Scheduled Maintenance on 2012-04-18
CSCS is moving to a new compute center in Lugano, and we will go into Scheduled Downtime for three weeks. This is the planned schedule (local Swiss time):
- 16th of April, 8:00 - Closure of LHCb queue
- 17th of April, 8:00 - Closure of ATLAS and CMS queues (All already-submitted jobs are allowed to run after that)
- 18th of April, 8:00 - Shut down all machines, and prepare for transport
- 19th of April all day - Transport all racks
- 9th of May - Opening of all queues
Summary of interventions
We will perform the following operations on the cluster:
Ensure new cabling will be right
- Description: Draw schemas, make pictures, and print lables for necesary places where cabling is complicated
- Notes:
- Print labels for SAS cables behind OSS's
- Print labels for loopback switches between OSSs (not used!!)
- Draw schema behind IBM enclosures (right: top-down, left: bottom-up. Output on the right-top, input on the left, middle empty)
- Check hosts with multiple ethernet ports used. (storage01/02, mds1/2, oss11/42, none used)
Backup important data
- Description:
- Virtual machine images should be backed up.

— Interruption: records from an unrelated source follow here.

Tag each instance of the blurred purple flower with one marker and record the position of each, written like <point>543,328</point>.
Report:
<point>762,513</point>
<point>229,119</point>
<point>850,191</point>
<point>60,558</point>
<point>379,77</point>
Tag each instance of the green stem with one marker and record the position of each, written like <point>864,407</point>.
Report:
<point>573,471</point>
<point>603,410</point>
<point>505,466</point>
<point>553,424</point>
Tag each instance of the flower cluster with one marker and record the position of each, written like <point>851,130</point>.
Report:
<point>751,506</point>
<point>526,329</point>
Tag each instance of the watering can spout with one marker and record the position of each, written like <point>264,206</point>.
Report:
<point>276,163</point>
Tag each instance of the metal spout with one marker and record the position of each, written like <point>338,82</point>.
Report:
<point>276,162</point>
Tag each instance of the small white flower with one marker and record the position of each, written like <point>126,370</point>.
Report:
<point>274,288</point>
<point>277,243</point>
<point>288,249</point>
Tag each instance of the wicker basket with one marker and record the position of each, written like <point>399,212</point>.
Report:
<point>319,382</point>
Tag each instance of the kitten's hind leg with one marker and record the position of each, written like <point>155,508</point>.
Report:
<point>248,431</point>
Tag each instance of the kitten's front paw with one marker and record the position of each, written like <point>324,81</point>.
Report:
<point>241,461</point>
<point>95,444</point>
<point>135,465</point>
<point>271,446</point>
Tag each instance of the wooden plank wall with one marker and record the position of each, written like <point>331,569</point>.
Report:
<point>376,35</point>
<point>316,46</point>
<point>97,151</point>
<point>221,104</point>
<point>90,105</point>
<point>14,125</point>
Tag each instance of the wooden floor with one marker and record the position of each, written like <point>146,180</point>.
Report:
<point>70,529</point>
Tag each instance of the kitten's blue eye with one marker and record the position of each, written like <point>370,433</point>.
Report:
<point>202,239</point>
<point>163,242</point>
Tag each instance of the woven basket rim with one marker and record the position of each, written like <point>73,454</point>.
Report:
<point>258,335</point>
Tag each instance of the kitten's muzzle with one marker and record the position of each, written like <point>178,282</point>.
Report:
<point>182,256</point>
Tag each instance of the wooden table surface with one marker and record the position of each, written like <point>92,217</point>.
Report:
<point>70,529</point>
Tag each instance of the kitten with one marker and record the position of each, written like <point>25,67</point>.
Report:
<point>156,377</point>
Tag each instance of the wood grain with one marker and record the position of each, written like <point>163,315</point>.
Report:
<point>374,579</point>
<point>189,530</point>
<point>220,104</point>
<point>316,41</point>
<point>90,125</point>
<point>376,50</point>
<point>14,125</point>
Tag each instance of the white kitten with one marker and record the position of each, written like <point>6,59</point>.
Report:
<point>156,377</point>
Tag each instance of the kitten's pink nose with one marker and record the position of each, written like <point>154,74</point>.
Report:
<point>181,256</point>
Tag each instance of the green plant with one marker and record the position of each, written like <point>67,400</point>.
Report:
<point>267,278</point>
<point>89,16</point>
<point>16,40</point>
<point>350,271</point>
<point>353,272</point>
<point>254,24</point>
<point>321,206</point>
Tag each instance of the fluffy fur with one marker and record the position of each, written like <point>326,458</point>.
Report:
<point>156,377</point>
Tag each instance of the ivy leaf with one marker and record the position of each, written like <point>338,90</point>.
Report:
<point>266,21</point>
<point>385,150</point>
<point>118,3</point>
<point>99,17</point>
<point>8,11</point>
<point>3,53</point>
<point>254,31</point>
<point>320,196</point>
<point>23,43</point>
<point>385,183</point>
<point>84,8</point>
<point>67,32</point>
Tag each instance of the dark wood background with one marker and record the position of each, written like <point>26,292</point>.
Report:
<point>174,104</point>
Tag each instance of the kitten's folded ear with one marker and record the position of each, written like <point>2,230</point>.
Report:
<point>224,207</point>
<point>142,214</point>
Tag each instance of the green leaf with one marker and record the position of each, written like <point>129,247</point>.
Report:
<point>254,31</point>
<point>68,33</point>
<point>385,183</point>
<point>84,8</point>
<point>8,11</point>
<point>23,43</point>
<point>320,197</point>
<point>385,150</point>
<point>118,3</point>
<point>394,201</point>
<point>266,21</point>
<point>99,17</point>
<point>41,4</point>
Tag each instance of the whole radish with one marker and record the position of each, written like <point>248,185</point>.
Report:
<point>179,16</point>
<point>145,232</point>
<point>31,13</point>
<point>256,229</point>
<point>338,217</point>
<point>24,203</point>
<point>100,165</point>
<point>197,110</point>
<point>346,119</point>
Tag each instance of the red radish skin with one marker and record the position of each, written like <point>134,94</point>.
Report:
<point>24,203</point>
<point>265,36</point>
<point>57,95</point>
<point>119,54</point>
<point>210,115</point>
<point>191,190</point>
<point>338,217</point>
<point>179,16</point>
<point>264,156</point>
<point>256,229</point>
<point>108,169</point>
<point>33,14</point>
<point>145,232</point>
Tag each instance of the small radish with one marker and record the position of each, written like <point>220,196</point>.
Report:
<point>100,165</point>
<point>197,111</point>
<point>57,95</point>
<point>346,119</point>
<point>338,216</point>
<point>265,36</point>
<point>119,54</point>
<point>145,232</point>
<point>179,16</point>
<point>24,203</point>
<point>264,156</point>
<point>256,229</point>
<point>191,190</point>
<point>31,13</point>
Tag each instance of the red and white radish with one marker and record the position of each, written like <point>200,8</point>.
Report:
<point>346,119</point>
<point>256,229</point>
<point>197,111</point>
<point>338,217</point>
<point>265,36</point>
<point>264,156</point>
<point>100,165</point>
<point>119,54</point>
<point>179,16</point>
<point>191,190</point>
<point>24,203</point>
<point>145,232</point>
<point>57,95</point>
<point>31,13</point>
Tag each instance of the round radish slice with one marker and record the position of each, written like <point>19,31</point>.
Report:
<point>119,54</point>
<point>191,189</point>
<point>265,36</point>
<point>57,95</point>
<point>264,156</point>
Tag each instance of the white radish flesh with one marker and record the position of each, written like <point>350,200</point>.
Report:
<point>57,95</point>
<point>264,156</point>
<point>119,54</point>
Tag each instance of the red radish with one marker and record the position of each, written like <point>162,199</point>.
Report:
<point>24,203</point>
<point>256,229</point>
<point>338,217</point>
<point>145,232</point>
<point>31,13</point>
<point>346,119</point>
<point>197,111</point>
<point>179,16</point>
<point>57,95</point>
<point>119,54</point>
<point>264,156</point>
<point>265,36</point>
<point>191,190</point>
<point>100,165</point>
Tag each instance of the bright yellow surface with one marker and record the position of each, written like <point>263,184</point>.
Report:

- Check there is also proper backup of the rest of the components
- Also copy necessary stuff (skeleton) from Scratch (wiki page with instructions)
Shut down and uncable racks
- Description: After all backups are done, we shut down the machines and remove all cables that go from one rack to another. Everything that stays inside the rack can be left there.
- Notes: We have one day, so, if there is more time, maybe we could start removing old network / power cables that are not going to be used in the new building.
- Remove Force10 switches from SunBlades
- Print labels for all equipment
- Check boxes with material
Configure the production network
- Description: Install and configure both the Ethernet switches and the Infiniband.
- Notes:
- Infiniband: There will be 2 root switches (those with the Ethernet Bridge: 4036E) in the top of Rack 9, and 5 leaf switches (the older one goes to Rack 4). Three uplinks from every leaf switch to each root switch (covering from ports 31-36 on each of the leafs)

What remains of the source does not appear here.